By Keith Laing - 08/08/14 09:30 AM EDT
Malaysia Airlines is undergoing a “complete makeover” after a pair of deadly disasters this year, The Associated Press reports.
The airline, which is mostly owned by the Malaysian government, suffered two catastrophic incidents within four months of each other this year, when one of its planes went missing in March and another was shot down over Ukraine this month.
The back-to-back high-profile disasters have led the Malaysian government to begin planning a $429 million overhaul of its national airline, according to the report.
"Nothing less will be required in order to revive our national airline to be profitable as a commercial entity and to serve its function as a critical national development entity," the investment fund continued.
The trouble for Malaysia Air first begun when Flight 370 disappeared in March while it was carrying 239 passengers.
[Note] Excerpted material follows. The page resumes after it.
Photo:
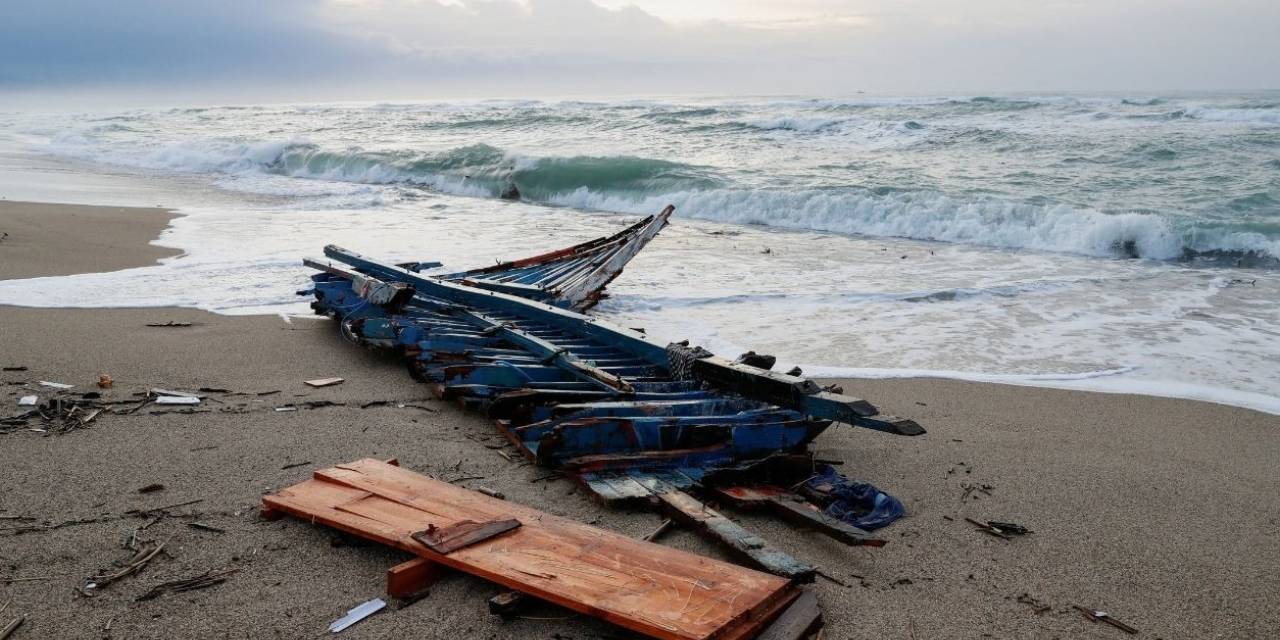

The disappearance of the Boeing 777 airplane, which has still not been found, roiled the international aviation industry and caused turmoil for the airline.
Malaysia Air was said to be facing a potential bankruptcy in May, after its stock value dropped to its lowest levels since 1998.
The turbulence surrounding the country’s namesake airline only grew worse when Flight 17 was shot down over Ukraine in July, resulting in the deaths of another 298 passengers who were on board that plane at the time.
The crash of Malaysia Air Flight 17 has been attributed to Russian separatists, who are involved in a dispute over the area of Ukraine near Crimea.
U.S. officials have alleged that the plane was shot down using technology supplied by the Russian government.